A Brief History of Gas Chromatography
Gas chromatography (GC) is one of the most important and prevalent analytical tools available to chemists. It was invented in 1952 by A.T. James and A.J.P. Martin as an outgrowth of research dating back to the previous decade.1-6 Their early techniques on adsorption and partition enabled some of the later developments that A.J.P. Martin spoke about at the 1957 Lansing Symposium, entitled, “Past, Present and Future of Gas Chromatography.” He concluded his address with the following prediction: “If we tie the gas chromatograph to other pieces of laboratory equipment, we have the possibility of almost the automatic chemist…”2 While the idea of an “automatic chemist” hasn’t quite come to fruition, Martin’s belief “that the uniting instrument of the gas chromatograph in the center” of his lab of the future certainly has.2 With the meteoric rise of GC7, its adoption and adaptation continued unabated in the ensuing decades. Then, “The introduction of robust, efficient, and reproducible fused-silica capillary columns and the provision of relatively inexpensive but reliable equipment for GC-MS provided a crucial new impetus in the 1980s.”1 Interestingly, the GC column saw some major advancements within just a few miles of AMPAC Analytical Laboratories. At that location, Walter Jennings and the company he co-founded, J&W Scientific, were instrumental in the development and manufacturing of capillary GC columns. The company was eventually purchased by Agilent in 2001.8,9 

GC Capabilities
Some of the analyses that GC can do include the separation of compounds in mixtures based on the polarity of the compounds, testing for purity – or for impurities, e.g., and detection of residual solvents. Conversely, with a technique known as preparative chromatography, GC can be used to prepare pure compounds from a mixture.  In pharmaceutical analysis, there are additional applications: 

  • Analysis of various functional groups. 
  • Determining purity of pharmaceutical compounds. 
  • Analysis of drugs that are commonly abused. 
  • Determination in pharmaceutical R & D the identity of natural products that contain  complex mixtures of similar compounds. 
  • Use in metabolomics studies.10 

GC for Testing Residual Solvents
The testing of residual solvents is necessary to ensure potency and, with some solvents, to determine their potential negative effects.

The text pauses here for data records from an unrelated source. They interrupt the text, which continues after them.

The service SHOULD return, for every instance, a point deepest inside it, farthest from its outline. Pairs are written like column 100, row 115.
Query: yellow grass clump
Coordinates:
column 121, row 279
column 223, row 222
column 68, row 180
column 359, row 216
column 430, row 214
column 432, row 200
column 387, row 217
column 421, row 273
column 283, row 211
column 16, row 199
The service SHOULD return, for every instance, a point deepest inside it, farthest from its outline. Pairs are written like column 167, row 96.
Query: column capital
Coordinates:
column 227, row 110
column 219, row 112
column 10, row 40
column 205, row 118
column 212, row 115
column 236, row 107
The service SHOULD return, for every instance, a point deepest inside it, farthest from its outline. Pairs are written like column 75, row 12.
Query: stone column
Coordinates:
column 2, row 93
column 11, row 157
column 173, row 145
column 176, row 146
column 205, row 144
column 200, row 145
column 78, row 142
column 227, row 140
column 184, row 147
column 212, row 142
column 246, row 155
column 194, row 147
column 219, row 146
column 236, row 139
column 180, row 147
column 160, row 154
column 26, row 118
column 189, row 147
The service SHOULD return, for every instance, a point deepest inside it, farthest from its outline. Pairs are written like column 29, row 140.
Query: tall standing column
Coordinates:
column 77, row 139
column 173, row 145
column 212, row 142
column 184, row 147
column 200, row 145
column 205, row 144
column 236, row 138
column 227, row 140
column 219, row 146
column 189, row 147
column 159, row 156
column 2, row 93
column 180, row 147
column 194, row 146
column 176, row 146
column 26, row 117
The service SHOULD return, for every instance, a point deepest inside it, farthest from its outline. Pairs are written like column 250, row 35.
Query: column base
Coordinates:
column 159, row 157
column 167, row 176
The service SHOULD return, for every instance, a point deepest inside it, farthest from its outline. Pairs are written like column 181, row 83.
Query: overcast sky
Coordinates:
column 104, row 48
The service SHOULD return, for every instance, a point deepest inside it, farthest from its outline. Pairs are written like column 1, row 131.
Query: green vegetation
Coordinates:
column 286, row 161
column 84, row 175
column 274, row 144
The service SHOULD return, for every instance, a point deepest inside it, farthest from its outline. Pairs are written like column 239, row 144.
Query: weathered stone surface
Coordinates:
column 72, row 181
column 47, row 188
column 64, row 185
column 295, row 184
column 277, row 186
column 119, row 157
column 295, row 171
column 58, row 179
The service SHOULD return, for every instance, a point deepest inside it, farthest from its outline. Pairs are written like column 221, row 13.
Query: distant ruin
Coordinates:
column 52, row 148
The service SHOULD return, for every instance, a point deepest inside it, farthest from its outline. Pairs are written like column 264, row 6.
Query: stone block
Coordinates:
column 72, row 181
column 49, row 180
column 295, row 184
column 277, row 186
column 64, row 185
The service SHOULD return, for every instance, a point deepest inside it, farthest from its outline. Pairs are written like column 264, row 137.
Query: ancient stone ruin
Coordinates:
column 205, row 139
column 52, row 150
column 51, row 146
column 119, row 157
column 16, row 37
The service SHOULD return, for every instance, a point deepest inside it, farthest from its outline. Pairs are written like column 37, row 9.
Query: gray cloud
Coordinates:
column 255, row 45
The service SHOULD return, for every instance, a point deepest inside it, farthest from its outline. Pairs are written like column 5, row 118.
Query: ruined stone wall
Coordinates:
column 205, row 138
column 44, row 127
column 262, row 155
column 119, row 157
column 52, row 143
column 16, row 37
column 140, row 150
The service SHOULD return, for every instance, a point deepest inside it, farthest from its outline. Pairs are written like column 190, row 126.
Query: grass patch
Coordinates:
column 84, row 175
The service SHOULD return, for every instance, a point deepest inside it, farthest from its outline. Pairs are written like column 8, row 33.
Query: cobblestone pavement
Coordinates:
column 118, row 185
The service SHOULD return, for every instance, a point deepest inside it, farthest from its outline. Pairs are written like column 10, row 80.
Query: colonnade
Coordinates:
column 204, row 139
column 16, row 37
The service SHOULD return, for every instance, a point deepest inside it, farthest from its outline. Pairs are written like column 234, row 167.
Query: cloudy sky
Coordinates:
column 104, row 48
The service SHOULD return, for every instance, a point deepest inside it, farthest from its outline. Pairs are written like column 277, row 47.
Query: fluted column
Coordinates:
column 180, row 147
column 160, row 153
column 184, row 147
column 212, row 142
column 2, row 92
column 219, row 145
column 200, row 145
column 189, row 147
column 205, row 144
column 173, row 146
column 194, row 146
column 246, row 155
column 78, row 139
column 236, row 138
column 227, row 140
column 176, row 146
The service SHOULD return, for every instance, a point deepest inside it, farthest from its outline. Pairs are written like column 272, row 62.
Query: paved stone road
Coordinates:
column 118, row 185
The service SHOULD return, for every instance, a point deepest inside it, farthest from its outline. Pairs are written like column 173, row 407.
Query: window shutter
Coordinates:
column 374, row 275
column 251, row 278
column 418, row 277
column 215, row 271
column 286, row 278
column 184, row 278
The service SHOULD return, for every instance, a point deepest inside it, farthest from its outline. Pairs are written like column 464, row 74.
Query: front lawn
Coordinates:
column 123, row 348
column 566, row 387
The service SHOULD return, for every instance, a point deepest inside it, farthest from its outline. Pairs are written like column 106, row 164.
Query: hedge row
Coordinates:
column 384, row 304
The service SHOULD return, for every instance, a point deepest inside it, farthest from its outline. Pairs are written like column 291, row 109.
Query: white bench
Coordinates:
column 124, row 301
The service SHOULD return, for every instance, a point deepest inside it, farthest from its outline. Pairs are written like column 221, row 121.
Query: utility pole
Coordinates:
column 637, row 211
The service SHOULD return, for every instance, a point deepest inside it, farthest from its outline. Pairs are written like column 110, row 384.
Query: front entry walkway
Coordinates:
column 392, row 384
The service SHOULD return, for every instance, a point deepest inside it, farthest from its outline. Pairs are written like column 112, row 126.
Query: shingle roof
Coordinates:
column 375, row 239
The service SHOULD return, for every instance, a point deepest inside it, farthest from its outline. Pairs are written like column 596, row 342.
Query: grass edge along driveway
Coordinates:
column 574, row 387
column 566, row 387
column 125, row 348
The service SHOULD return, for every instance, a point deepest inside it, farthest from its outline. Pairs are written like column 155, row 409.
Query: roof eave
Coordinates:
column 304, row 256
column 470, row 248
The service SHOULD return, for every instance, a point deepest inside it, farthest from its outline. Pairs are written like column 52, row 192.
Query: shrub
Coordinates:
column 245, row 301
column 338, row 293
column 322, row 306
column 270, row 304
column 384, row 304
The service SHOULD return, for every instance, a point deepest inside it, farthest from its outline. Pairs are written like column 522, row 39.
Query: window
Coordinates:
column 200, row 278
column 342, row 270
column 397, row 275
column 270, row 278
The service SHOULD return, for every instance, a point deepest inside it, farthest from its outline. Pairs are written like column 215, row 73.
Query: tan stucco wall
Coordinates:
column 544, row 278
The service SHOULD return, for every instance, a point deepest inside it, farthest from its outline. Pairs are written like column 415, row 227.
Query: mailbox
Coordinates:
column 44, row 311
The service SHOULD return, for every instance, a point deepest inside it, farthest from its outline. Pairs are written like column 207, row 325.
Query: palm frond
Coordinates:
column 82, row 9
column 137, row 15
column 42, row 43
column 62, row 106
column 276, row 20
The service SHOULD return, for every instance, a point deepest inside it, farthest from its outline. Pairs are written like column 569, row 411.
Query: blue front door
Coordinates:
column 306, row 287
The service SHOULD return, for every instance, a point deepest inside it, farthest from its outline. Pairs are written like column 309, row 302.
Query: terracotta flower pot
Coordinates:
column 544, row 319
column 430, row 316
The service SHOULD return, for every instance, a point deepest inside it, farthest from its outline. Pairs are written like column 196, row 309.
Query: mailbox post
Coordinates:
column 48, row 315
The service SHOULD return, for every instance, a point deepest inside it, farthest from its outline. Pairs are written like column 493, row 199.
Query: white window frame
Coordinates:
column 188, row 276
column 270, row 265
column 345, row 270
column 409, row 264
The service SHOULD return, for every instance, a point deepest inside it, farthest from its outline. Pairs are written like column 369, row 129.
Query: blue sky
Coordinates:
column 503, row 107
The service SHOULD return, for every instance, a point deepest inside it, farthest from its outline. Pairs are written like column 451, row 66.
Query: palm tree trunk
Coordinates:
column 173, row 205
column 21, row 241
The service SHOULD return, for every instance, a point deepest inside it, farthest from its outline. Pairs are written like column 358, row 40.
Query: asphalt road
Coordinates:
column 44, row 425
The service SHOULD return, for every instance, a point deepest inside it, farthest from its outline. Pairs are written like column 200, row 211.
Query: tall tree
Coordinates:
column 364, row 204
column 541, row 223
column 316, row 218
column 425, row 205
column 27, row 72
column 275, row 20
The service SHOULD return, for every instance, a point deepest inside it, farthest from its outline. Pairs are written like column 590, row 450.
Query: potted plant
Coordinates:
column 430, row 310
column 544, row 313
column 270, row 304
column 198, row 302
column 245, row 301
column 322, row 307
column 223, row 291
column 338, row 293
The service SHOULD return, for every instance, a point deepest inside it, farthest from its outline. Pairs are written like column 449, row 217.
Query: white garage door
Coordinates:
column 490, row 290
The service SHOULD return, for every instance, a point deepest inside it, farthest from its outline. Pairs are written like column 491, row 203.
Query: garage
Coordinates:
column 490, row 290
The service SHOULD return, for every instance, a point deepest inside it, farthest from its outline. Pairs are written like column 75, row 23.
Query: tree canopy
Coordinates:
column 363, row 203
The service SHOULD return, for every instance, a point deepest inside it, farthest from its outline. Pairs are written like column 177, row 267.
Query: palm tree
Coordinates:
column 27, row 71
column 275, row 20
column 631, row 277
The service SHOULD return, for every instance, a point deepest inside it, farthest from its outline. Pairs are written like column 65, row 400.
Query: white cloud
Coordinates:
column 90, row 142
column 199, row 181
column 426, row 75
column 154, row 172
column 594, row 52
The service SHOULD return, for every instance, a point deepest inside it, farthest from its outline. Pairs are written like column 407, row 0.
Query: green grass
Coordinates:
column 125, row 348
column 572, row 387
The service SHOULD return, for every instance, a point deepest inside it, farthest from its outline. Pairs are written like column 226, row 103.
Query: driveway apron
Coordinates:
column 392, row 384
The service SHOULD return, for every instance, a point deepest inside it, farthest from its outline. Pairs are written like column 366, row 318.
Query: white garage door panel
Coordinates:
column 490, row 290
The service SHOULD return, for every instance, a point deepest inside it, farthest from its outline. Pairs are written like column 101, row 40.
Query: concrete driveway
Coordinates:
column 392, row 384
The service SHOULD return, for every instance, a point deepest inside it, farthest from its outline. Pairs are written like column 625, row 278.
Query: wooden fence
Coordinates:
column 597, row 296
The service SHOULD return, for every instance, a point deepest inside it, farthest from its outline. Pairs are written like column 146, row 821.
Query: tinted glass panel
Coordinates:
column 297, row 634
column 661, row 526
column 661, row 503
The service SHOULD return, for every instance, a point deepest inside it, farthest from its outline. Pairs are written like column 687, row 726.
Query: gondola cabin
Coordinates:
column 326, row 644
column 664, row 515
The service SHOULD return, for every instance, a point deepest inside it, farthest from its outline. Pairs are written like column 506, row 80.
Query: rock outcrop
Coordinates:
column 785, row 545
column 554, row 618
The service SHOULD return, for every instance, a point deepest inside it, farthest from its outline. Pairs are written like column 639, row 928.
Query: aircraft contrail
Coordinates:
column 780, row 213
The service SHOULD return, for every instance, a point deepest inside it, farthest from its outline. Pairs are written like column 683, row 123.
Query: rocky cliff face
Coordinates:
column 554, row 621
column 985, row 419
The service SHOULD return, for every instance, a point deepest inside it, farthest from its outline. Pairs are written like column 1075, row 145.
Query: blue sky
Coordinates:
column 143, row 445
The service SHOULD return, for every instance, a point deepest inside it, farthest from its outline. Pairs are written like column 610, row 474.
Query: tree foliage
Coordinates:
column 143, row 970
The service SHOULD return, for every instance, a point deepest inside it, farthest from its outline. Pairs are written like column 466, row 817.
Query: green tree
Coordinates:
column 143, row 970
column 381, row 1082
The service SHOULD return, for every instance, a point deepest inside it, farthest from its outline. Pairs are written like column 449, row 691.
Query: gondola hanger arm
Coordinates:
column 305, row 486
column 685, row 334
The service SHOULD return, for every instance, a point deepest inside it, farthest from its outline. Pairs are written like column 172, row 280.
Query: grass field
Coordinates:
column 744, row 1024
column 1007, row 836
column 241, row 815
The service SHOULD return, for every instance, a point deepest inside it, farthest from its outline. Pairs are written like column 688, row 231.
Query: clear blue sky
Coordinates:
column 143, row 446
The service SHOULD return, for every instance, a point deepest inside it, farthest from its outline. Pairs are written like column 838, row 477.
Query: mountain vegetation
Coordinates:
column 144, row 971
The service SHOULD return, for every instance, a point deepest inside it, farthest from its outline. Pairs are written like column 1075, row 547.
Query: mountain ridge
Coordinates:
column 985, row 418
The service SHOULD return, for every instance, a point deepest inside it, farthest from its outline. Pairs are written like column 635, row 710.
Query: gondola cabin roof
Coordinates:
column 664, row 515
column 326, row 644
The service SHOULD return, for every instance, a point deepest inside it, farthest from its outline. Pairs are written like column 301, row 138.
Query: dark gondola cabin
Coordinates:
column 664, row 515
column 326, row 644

GC is an excellent choice to do this. Residual solvents are separated into three classifications by the ICH (International Council for Harmonisation of Technical Requirements for Pharmaceuticals for Human Use): 

Class 1 solvents: Solvents to be avoided – Known human carcinogens, strongly suspected human carcinogens and environmental hazards. The Permissible Daily Exposure (PDE) of these solvents used in pharmaceutical products can range from 2 to 1500 parts per million (PPM).  

Class 2 solvents: Solvents to be limited – Non-genotoxic animal carcinogens or possible causative agents of other irreversible toxicity such as neurotoxicity or teratogenicity and solvents suspected of other significant but reversible toxicities. The PDE for these solvents ranges from 50 to 3880 ppm. 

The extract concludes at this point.